Dies ist jedoch eher unwahrscheinlich. Im Gegenteil: Viele in China (oder in irgendwelchen anderen totalitären Staaten) wissen, was es bedeutet, als „Unruhestifter“ identifiziert und vom Staat auf eine schwarze Liste gesetzt zu werden: Einschränkungen beim Reisen, keine Berufsaussichten, langfristige Überwachung und Kontrolle. Während wichtiger Regierungstreffen oder den Jahrestagen wichtiger Ereignisse wie dem Tiananmen-Massaker, werden die Personen auf der schwarzen Liste im Namen der „Aufrechterhaltung der sozialen Stabilität“ unter strenge Kontrolle gesetzt. Auch ihre Verwandten und ihre Kinder erhalten eine „Sonderbehandlung“ – zum Beispiel können sie keine Anstellung bei Regierungsbehörden bekommen oder sich dem Militär anschließen.
Unter der aktuellen Regierung ist es für die Chinesen nicht leicht herauszubekommen, wer wann und für wie lange auf die schwarze Liste gesetzt werden kann. Was sind die Voraussetzungen dafür, dass man wieder von der schwarzen Liste gestrichen wird? Gibt es eine Altersbegrenzung hinsichtlich des Hinzufügens auf die schwarze Liste? Vielleicht kann der Leidensweg mancher Gläubigen hier Aufklärung bieten.

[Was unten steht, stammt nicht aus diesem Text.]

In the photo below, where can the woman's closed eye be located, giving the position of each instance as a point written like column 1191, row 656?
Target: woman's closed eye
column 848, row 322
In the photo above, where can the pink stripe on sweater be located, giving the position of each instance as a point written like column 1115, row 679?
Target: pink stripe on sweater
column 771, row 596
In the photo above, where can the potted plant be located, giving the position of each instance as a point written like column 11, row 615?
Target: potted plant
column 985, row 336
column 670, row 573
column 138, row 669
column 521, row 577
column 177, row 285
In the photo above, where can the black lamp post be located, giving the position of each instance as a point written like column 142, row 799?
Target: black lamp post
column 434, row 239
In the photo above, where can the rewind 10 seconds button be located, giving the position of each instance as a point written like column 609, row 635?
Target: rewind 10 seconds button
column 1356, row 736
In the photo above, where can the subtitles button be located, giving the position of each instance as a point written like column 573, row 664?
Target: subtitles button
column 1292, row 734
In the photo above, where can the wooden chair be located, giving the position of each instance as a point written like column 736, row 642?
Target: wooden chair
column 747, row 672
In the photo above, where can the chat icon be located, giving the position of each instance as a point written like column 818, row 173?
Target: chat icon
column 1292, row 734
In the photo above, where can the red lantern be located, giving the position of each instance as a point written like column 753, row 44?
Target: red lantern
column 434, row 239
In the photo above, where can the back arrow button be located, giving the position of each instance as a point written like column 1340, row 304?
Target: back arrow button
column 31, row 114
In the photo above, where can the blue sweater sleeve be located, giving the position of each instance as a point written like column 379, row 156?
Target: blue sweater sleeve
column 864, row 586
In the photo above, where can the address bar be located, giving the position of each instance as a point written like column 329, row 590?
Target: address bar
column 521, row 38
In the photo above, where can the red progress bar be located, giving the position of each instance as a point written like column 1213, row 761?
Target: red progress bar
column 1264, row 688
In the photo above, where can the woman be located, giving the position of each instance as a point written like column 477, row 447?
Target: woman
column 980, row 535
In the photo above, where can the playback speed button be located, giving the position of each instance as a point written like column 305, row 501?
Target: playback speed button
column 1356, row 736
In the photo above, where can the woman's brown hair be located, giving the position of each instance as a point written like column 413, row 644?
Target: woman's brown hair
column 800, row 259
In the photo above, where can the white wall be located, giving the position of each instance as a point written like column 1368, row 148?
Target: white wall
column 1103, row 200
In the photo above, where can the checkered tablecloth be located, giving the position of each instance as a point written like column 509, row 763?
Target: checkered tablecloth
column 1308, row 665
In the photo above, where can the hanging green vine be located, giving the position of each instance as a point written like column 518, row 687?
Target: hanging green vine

Siebenjähriges Kind auf der schwarzen Liste
Als die Polizei im Jahr 1996 in der südöstlichen Provinz Fujian eine Razzia gegen eine Versammlungsstätte der Schreier durchführte, fanden sie eine Liste mit den Namen der Gläubigen, die dort getauft worden waren. Ein Regierungsinsider berichtete, dass die Behörden 23 Jahre später – im Jahr 2019 – verlangt hätten, alle auf der Liste angeführten Personen erneut zu überprüfen, unter anderem auch ein Kind, das zum damaligen Zeitpunkt erst sieben Jahre alt gewesen war und jetzt 30 Jahre alt ist.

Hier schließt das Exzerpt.